A swirl of white chocolate and fresh vanilla frosting is an elegant finish to Charlotte Morgans double chocolate cupcake
By Charlotte Morgan
White and dark chocolate cupcakes
  • Rating:
  • Serves: makes 12
  • Cook Time: 20 minutes
  • Prep Time: 20 minutes plus 30 minutes refigeration
  • Effort: easy


For the sponge

  • 100 g self-raising flour, sifted
  • 20 g cocoa powder
  • 145 g golden caster sugar
  • 40 g butter, at room temperature
  • 120 ml whole milk
  • 1 large egg
  • 1/2 tsp vanilla extract
  • 1 tsp instant coffee, dissolved in 1 tsp hot water

For the white chocolate frosting

  • 280 g butter, at room temperature
  • 280 g icing sugar, sifted
  • 200 g white chocolate, melted and cooled
  • 1 vanilla pod, seeds removed

To decorate

  • Dark, milk and white chocolate buttons, if desired

Tips and Suggestions

Don't worry if your cupcake comes out of the oven looking a little flat - it's supposed to happen! A flat sponge is ideal when it comes to frosting the cupcake.


1. For the sponge: preheat the oven to 180C/160C fan/gas 4 and line a 12-hole tin with cupcake paper cases. Tip the flour, cocoa powder, sugar and butter into a food processor and blitz on a slow speed for one minute, until you achieve a sandy consistency.

2. Gradually pour in half of the milk and beat until just incorporated. Dont worry if it looks a little messy at this stage it will come together! In a separate bowl, whisk the remaining milk together with the egg, vanilla extract and coffee. Pour into the batter and beat for a couple of minutes until smooth, scraping down the side of the bowl to catch any unmixed ingredients as you go.

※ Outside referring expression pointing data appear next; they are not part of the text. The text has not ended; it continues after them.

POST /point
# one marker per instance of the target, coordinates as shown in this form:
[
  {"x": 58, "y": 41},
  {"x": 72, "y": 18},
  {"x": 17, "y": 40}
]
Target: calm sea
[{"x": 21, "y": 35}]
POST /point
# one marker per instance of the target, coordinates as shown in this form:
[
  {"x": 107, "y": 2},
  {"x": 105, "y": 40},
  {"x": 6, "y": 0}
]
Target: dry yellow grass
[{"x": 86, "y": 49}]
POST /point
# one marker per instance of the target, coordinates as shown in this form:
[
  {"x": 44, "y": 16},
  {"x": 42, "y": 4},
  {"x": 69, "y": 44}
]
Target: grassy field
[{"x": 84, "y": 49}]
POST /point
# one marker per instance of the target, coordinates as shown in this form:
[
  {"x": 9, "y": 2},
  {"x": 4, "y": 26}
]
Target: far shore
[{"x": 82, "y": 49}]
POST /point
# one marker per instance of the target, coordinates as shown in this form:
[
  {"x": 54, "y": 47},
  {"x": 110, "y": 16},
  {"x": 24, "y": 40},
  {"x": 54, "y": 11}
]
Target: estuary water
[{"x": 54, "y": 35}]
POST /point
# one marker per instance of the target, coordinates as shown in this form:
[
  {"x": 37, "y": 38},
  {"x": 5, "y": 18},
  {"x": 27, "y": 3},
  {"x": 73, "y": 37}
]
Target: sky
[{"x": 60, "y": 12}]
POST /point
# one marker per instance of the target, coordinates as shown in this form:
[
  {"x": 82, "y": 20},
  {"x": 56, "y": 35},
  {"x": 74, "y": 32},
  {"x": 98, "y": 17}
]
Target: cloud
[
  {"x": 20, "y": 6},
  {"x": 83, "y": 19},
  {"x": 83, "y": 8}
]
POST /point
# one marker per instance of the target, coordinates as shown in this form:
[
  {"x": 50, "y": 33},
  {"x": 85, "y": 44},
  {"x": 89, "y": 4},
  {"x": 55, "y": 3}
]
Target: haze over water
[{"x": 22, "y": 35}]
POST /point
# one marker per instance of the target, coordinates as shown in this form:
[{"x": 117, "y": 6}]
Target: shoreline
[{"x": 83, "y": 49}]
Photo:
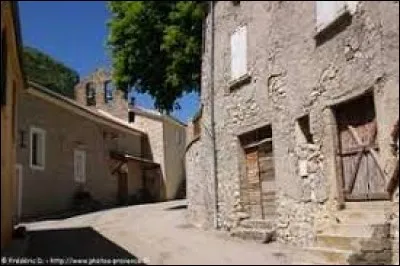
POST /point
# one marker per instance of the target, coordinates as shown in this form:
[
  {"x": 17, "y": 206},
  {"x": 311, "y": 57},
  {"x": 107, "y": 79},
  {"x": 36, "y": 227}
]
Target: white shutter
[
  {"x": 328, "y": 11},
  {"x": 239, "y": 53},
  {"x": 80, "y": 166}
]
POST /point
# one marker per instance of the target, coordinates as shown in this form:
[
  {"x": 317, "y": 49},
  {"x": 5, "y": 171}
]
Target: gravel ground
[{"x": 158, "y": 234}]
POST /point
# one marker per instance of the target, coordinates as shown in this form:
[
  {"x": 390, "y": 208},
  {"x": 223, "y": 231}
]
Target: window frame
[
  {"x": 42, "y": 133},
  {"x": 238, "y": 29},
  {"x": 348, "y": 7},
  {"x": 83, "y": 155},
  {"x": 4, "y": 67}
]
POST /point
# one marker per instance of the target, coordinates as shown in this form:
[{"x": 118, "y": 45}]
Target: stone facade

3. Divide the mixture between the 12 paper cases, filling each one up two-thirds full. Bake in the preheated oven for 20 minutes or until the sponge bounces back when prodded with a finger. Leave to cool on a wire rack while you make the frosting.

4. For the frosting: Tip the butter and icing sugar into a food processor and beat until well combined. Using a spoon, fold through the white chocolate and vanilla seeds until well combined. Refrigerate for up to 30 minutes.

5. When the sponges have cooled completely, carefully spoon a third of the frosting into a piping bag and use it to decorate the first four cupcakes. Repeat until you have finished them all. Alternatively, just use a palette knife to spread about 2 tbsp of frosting onto each cupcake.

6. Decorate with chocolate buttons, if desired.